Verso un Futuro Digitale più Equo: Qualche Idea
Come possiamo migliorare? Innanzitutto, è fondamentale una raccolta dati demografici più accurata e completa, con un occhio di riguardo ai fattori socioeconomici. Poi, dobbiamo sforzarci di implementare e testare queste tecnologie in contesti geografici e culturali diversi, anche in quelli con risorse limitate.
Questo significa, ad esempio, sviluppare app che funzionino anche offline o su dispositivi meno potenti, come è stato fatto con successo in alcune aree rurali. Significa pensare a modelli di condivisione dei dispositivi in centri comunitari, che oltre a ridurre i costi possono offrire supporto sociale. E, importantissimo, significa adattare le tecnologie culturalmente, non solo traducendo la lingua, ma tenendo conto delle credenze e delle pratiche locali.
Infine, dobbiamo integrare misurazioni che coprano la salute fisica, mentale e sociale, e studiare l’impegno a lungo termine. Non basta che una tecnologia sia efficace sulla carta, deve essere adottata e usata con costanza nella vita reale.
Certo, la nostra revisione ha dei limiti: ci siamo concentrati su articoli in inglese, potremmo aver perso qualche studio “nascosto” nella letteratura grigia. Ma i segnali che abbiamo colto sono forti e chiari.
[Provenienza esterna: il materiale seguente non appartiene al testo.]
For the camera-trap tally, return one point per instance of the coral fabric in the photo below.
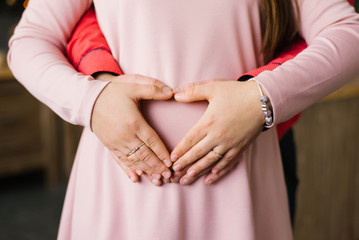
(88, 51)
(179, 42)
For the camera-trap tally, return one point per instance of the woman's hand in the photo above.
(233, 118)
(118, 123)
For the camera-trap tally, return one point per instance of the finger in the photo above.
(150, 89)
(130, 173)
(227, 158)
(176, 176)
(189, 180)
(194, 92)
(138, 79)
(214, 177)
(153, 141)
(204, 163)
(199, 150)
(143, 158)
(156, 182)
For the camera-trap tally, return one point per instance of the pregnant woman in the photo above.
(192, 50)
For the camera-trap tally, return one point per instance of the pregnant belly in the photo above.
(172, 120)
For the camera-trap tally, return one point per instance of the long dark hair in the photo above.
(279, 26)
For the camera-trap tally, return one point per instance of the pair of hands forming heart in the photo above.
(233, 118)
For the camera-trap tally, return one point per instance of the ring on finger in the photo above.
(219, 156)
(135, 149)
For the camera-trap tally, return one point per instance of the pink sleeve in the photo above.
(36, 58)
(331, 29)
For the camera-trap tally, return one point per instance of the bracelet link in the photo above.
(268, 116)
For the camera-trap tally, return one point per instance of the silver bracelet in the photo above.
(265, 108)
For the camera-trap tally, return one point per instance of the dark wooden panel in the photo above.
(328, 163)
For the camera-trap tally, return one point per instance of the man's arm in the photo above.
(89, 53)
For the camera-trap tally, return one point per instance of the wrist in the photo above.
(104, 76)
(265, 104)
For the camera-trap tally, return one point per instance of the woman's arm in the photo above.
(331, 29)
(89, 53)
(37, 59)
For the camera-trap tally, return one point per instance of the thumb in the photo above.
(194, 92)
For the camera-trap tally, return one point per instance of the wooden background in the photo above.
(327, 138)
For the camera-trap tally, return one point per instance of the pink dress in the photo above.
(179, 42)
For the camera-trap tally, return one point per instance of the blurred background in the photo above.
(37, 150)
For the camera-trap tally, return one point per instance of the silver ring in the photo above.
(135, 149)
(218, 154)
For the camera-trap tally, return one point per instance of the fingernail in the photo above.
(167, 162)
(174, 157)
(177, 90)
(166, 90)
(215, 171)
(155, 181)
(177, 167)
(192, 173)
(166, 174)
(185, 181)
(156, 175)
(179, 95)
(133, 178)
(175, 179)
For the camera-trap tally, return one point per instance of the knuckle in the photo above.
(143, 155)
(132, 123)
(151, 141)
(197, 152)
(212, 160)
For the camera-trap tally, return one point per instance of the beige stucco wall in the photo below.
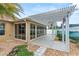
(8, 31)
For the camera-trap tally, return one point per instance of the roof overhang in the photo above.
(53, 16)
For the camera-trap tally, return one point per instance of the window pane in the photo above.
(2, 29)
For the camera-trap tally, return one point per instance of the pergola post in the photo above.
(35, 31)
(67, 32)
(63, 32)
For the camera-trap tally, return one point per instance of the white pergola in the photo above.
(54, 16)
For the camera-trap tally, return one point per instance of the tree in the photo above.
(10, 9)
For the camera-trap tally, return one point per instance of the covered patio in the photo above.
(48, 41)
(50, 19)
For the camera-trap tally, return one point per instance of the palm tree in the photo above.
(10, 9)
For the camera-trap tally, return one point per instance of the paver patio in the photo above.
(7, 46)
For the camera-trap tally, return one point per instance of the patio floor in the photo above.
(7, 46)
(48, 42)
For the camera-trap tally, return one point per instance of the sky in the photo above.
(36, 8)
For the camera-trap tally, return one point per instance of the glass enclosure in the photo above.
(20, 32)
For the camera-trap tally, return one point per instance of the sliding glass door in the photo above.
(32, 31)
(20, 31)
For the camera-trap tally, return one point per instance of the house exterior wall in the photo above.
(8, 31)
(28, 29)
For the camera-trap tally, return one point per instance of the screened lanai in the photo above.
(50, 19)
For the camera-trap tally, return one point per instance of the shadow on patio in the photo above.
(8, 45)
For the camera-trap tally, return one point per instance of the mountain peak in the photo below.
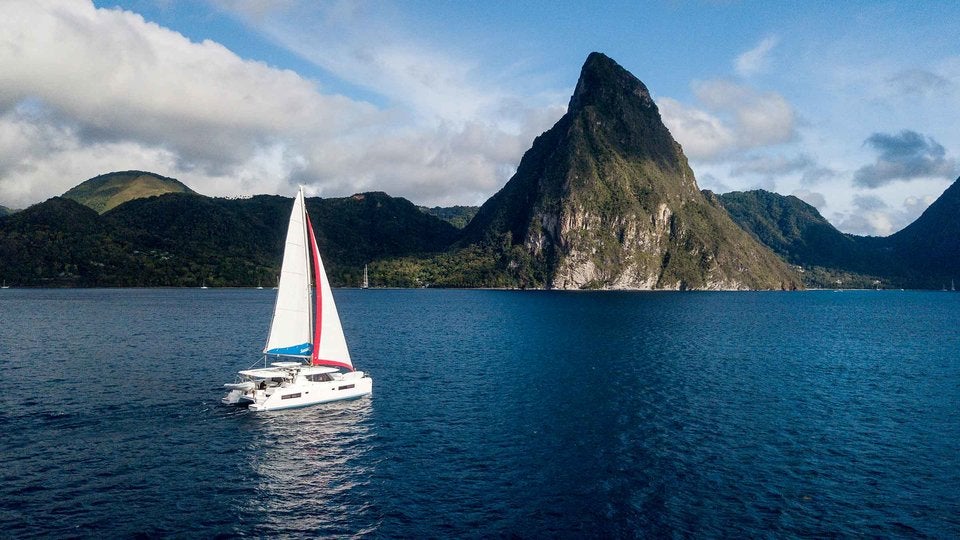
(107, 191)
(606, 199)
(603, 81)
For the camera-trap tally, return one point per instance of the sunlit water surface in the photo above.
(494, 413)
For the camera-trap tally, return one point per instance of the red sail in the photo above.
(315, 360)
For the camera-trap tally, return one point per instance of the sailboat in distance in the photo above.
(306, 338)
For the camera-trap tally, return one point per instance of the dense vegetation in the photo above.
(605, 198)
(925, 254)
(107, 191)
(189, 240)
(458, 216)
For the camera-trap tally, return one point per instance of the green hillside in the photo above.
(181, 239)
(108, 191)
(458, 216)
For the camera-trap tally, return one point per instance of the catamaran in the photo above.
(312, 363)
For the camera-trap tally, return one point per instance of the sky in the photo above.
(850, 106)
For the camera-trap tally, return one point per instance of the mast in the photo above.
(329, 343)
(292, 323)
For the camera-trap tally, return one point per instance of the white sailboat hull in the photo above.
(301, 392)
(303, 327)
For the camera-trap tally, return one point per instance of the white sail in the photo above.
(332, 349)
(291, 328)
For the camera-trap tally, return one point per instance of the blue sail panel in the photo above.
(304, 349)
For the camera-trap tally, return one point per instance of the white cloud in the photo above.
(817, 200)
(872, 216)
(756, 59)
(733, 118)
(85, 91)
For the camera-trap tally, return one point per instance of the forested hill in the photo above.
(182, 239)
(924, 255)
(107, 191)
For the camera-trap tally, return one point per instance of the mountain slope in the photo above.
(606, 199)
(929, 248)
(110, 190)
(925, 254)
(182, 239)
(792, 228)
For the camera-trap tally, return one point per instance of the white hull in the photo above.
(274, 395)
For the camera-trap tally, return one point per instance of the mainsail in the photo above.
(292, 320)
(330, 345)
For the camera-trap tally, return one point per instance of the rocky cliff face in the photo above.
(606, 199)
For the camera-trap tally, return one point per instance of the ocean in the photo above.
(494, 413)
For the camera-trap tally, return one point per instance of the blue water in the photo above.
(494, 413)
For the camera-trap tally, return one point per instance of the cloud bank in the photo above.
(905, 156)
(85, 91)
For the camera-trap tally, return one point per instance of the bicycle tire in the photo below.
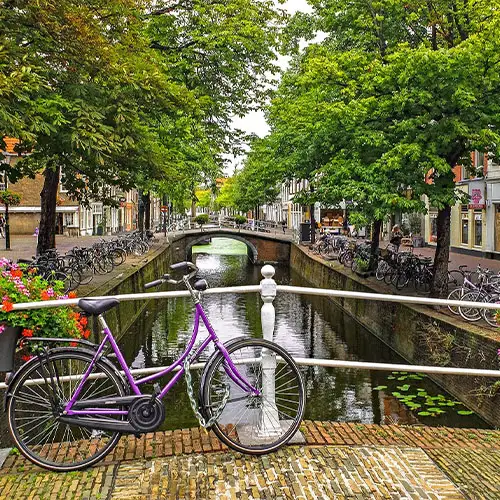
(24, 402)
(490, 315)
(249, 408)
(382, 269)
(455, 295)
(118, 255)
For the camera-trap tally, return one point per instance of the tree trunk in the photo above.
(313, 224)
(147, 211)
(140, 215)
(377, 226)
(439, 284)
(48, 198)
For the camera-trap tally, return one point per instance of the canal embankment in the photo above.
(419, 334)
(129, 278)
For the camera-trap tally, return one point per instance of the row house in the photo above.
(475, 225)
(72, 218)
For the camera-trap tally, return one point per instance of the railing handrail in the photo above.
(324, 292)
(268, 290)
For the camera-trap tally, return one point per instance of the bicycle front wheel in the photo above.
(37, 399)
(249, 423)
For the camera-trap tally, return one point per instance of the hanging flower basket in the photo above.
(8, 341)
(19, 283)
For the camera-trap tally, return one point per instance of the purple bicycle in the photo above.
(68, 406)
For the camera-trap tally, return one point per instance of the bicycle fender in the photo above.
(34, 360)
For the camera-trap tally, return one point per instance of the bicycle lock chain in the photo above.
(194, 404)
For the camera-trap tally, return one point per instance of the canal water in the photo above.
(307, 327)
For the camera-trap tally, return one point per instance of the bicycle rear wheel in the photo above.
(38, 396)
(249, 423)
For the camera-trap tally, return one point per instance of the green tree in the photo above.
(100, 83)
(257, 183)
(390, 99)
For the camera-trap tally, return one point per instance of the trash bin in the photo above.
(305, 231)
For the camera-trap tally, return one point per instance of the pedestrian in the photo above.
(396, 236)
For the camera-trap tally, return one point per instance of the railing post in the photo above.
(268, 293)
(269, 417)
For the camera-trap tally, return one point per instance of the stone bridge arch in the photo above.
(262, 248)
(252, 251)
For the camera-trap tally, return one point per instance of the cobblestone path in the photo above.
(340, 461)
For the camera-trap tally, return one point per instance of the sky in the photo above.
(255, 121)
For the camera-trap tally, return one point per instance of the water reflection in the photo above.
(305, 326)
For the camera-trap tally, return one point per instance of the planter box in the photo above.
(363, 274)
(8, 341)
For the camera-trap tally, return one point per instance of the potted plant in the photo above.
(239, 220)
(18, 284)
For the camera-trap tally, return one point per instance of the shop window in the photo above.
(69, 219)
(465, 231)
(478, 229)
(433, 217)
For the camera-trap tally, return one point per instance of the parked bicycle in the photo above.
(68, 406)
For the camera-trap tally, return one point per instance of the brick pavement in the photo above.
(340, 460)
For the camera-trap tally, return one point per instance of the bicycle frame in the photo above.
(229, 366)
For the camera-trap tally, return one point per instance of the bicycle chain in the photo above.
(194, 404)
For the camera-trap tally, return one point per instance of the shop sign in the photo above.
(476, 193)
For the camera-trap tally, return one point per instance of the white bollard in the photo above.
(269, 426)
(268, 293)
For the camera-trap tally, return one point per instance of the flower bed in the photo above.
(19, 284)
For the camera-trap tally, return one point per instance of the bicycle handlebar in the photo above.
(167, 279)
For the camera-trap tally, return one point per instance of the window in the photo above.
(465, 229)
(69, 219)
(479, 163)
(478, 229)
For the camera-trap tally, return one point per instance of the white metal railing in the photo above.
(268, 290)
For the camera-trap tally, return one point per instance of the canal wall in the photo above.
(419, 334)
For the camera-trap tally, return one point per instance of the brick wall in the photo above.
(421, 335)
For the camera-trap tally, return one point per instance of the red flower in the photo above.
(7, 306)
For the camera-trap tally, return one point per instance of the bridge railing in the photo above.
(269, 289)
Il futuro della salute digitale per gli anziani è promettente, ma la strada per renderlo davvero efficace ed equo richiede un impegno consapevole da parte di tutti noi: ricercatori, sviluppatori, decisori politici. L’obiettivo non è solo l’avanzamento tecnologico fine a sé stesso, ma assicurare che la trasformazione digitale in sanità sia al servizio di tutti gli anziani, indipendentemente dal loro portafoglio o da dove vivono. Solo così potremo dire di aver colto appieno la sfida.